As Padraig and I have mentioned many times over the last few seasons, RKP has drifted away from pro cycling a bit. Coverage and commentary of the top of the sport hasn’t been entirely absent, but it has certainly taken a backseat. The distance has been good for me, given me more perspective not just on cycling, but on all pro sports, and maybe most importantly focused me more on how I participate. Ride more. Watch less.
But sports business is always fascinating to me, the harnessing of competitive entertainment, the way it’s delivered, how the revenue is shared and invested.
Pro cycling hasn’t done itself any favors. Between infighting at the top between the teams, the UCI, and ASO, and the ongoing, all-consuming stigma of doping, it’s a miracle people are still being paid to ride bikes. That’s a shame, because it really is entertaining, if not always for four hours at a stretch.
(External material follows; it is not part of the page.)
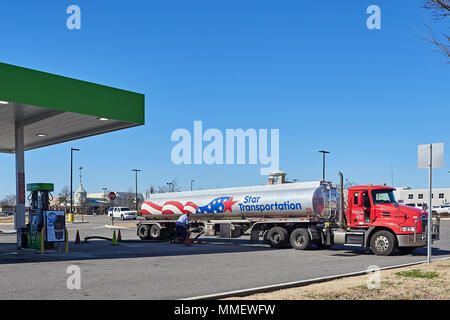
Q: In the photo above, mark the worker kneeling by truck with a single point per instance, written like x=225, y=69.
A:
x=181, y=227
x=299, y=214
This week’s Group Ride is about fixing all that, getting our sport back on the up-and-up, and putting my ass back on the couch to watch people who really know how to ride do it better than I do.
Herewith, two crazy, impractical ideas to revolutionize pro cycling:
- Move the UCI out of the picture. Yes, I know. That’s insane! But my thinking is this: ASO (and a few smaller promoters) spends the money to put on the races. Having the UCI involved, on a deep level, in how they are run takes away ASO’s independence, and up to this point, hasn’t returned a lot of value. Forget about corruption, this is about too many cooks in the kitchen. In my vision, ASO promotes the events and admits teams based on their own criteria. The UCI can accredit officials, but those officials should be hired by the promoter. ASO should pay for doping controls, if they want clean races.
- The teams need more permanent identities. This-Year’s-Sponsor may be a reasonable way to talk about a group of riders, but with sponsors jumping in and out of the sport, the teams lack any enduring characteristics for fans to hold onto. Back in the day (please send me one piece of hate mail every time I use this phrase), sponsors signed up for the long(er) haul. Think Peugot or Euskaltel. That’s not the case anymore, so the teams are substantively different from season to season, and that makes being a fan hard. To that end, the pro teams should exist as permanent entries in ASO’s season, with owners able to buy and sell their franchises as they see fit, but always maintaining some core identity by color or insignia.
This week’s Group Ride asks, am I nuts? What would you do? Or is it not broken, and therefore not in need of fixing? If nothing changes, do you think the sport will eventually return to its zenith of popularity.